Une mésaventure comparable vient d’arriver à notre ministre, porte-parole du gouvernement, M. Veran. Souhaitons qu’il s’applique à lui-même la jurisprudence PIF Gadget et ainsi retourne à l’anonymat.
Voici les faits : Une vidéo circule actuellement sur certains médias.

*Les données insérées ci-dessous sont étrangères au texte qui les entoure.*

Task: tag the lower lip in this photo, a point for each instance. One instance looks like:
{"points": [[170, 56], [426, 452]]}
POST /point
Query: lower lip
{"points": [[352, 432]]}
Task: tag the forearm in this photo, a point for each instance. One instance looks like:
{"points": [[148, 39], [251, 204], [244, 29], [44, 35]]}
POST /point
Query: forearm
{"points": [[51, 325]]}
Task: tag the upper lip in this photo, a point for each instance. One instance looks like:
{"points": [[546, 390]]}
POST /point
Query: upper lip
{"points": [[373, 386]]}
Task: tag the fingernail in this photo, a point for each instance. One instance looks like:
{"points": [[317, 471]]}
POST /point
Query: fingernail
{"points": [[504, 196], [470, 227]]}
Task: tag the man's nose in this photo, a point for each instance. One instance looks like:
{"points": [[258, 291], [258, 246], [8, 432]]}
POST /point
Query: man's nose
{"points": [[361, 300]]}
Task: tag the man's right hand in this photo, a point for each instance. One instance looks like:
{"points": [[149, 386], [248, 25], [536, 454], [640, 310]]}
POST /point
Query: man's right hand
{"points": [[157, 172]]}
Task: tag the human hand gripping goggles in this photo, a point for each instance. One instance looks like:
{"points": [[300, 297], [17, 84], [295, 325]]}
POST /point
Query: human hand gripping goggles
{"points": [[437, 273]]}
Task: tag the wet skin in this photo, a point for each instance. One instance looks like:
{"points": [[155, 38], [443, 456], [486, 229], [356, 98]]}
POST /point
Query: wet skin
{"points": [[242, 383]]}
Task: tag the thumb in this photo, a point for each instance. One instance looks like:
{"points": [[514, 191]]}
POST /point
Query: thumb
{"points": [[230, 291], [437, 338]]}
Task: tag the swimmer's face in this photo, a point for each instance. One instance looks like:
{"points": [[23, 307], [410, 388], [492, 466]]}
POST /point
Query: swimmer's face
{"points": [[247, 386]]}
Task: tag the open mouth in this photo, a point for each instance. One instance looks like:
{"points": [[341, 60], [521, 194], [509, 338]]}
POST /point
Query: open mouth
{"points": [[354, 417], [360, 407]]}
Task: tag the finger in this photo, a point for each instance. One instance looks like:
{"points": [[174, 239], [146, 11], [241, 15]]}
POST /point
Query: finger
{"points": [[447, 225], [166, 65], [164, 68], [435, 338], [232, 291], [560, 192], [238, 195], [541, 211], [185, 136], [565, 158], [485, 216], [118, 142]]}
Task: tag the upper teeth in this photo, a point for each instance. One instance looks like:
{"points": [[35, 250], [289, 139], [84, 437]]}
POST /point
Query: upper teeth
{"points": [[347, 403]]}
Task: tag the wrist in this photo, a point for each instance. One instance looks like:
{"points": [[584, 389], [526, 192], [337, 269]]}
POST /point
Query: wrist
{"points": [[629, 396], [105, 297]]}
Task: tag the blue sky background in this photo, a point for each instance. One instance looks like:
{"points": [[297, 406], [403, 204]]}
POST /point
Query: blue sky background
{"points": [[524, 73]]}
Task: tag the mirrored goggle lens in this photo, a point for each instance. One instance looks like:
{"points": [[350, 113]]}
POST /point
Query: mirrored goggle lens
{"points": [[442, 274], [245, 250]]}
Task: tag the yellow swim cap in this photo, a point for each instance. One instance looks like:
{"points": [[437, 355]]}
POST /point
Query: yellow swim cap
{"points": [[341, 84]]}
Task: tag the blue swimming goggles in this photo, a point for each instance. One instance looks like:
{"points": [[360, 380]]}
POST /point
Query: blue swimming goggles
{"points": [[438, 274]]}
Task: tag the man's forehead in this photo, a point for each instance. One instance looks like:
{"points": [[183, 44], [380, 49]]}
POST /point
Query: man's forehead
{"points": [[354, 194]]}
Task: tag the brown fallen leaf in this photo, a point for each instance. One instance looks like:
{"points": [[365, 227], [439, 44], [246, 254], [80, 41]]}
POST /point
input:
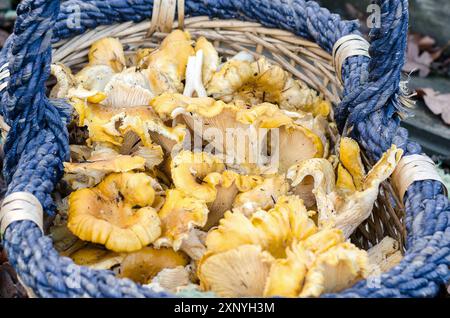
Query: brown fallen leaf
{"points": [[439, 104]]}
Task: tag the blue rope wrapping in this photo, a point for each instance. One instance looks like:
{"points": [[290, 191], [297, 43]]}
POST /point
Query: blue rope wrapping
{"points": [[38, 144]]}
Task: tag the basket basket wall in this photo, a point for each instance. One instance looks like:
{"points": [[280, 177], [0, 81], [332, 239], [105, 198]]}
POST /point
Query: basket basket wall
{"points": [[368, 108]]}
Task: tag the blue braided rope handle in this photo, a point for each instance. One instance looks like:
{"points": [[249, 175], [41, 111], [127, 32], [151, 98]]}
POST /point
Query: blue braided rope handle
{"points": [[37, 143]]}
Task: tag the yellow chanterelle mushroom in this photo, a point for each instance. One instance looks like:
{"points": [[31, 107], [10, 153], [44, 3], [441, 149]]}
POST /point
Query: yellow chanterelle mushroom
{"points": [[116, 213]]}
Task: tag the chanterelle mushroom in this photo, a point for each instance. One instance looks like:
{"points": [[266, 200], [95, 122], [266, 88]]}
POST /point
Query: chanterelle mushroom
{"points": [[111, 125], [299, 253], [273, 230], [97, 166], [190, 171], [263, 196], [116, 213], [239, 272], [107, 51], [210, 58], [258, 82], [141, 266], [96, 257], [166, 66], [241, 134], [344, 209], [180, 214]]}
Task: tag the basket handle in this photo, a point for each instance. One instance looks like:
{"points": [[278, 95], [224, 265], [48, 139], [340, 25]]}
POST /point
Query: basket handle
{"points": [[24, 104], [379, 86]]}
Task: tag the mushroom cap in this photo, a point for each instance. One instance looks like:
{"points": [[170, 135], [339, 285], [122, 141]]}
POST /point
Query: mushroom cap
{"points": [[143, 265], [239, 272], [107, 51], [287, 275], [273, 230], [96, 257], [65, 80], [172, 279], [232, 75], [190, 171], [180, 214], [116, 213], [262, 196], [167, 65], [89, 173], [228, 185], [93, 79], [210, 58], [129, 88], [350, 157], [287, 133], [334, 270], [111, 125]]}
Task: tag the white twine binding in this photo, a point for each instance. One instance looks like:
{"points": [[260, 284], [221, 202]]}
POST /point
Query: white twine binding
{"points": [[349, 45], [4, 74], [21, 206], [414, 168]]}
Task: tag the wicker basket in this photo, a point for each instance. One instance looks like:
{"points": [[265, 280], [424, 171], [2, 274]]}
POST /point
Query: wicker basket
{"points": [[366, 105]]}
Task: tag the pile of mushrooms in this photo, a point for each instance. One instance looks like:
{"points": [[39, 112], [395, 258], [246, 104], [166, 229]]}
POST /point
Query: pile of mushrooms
{"points": [[158, 190]]}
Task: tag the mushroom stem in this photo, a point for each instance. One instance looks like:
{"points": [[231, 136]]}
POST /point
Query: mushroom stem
{"points": [[383, 256], [194, 82]]}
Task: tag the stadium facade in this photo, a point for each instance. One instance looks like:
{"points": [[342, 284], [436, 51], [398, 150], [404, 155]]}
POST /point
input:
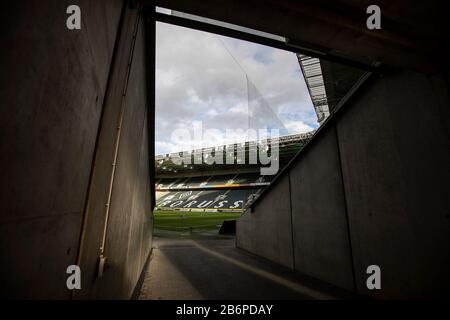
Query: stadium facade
{"points": [[218, 187]]}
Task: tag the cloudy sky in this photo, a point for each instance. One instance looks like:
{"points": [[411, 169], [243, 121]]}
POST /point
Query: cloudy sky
{"points": [[202, 83]]}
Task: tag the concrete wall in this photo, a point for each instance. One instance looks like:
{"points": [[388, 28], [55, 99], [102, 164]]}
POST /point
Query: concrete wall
{"points": [[371, 188], [54, 87], [267, 231], [129, 224]]}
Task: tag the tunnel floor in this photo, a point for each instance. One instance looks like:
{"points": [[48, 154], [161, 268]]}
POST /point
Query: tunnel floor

Elle montre le dialogue crispé entre le maire RN de Moissac et M. Veran, lors d’une réunion publique, hier, 15 décembre. M.Véran est accompagné du ministre de la culture, Mme Rima Abdul – Malak. Dispute minuscule, que d’aucuns (des journalistes en mission, sûrement) choisissent de monter en épingle pour fustiger l’intolérance républicaine d’un maire forcément “fasciste”. La banalité du sujet dissimule toutefois une pépite ; et je n’ai trouvé aucun article mentionnant le véritable intérêt de cette vidéo, sûrement par indulgence envers le ministre, peut-être aussi par ignorance. L’épisode est pourtant délicieux. En tendant l’oreille ( vidéo vers 1’40), on peut entendre le ministre qui, après s’être essayé à l’humour devant une salle comble ( une trentaine de personnes, au moins, s’est déplacée, pour accueillir deux ministres de la République, semble-t-il d’après une liste du préfet), franchit le point Godwin (1’30, score honorable). Il accuse, en l’occurrence, son interlocuteur de fascisme ; et sa jactance, malheur à lui, l’incline à citer un intellectuel célèbre : Barthès. On devine, d’après ses explications alambiquées (l’autre dont on prononce mal le nom), qu’il doit s’agir du présentateur de l’émission “Quotidien”, qui lui rendra peut-être bientôt hommage ! Devant une foule qui applaudit à ce haut fait d’arme (un élu RN traité de fasciste), Olivier Véran cherche vite à changer de sujet avant peut-être que certains ne se rendent compte de cette énormité.
Mais décidément quand ça veut pas, ….. ! Il se trouve non seulement qu’il attribue à (Yann) Barthès une citation de (Roland) Barthes, mais en plus de cela, sa citation est inexacte. Pire, il formule un contre-sens magistral. Le porte-parole du gouvernement tance le maire RN en lui assénant que “le fascisme c’est d’empêcher de dire” . Or Roland Barthes affirme au contraire que “ le fascisme ce n’est pas d’empêcher de dire, mais d’obliger à dire”. Une erreur d’attribution, une erreur d’expression et enfin une erreur d’interprétation. Quelle bévue !… mais comme c’est drôle ! Vous savez, la culture c’est comme la confiture, …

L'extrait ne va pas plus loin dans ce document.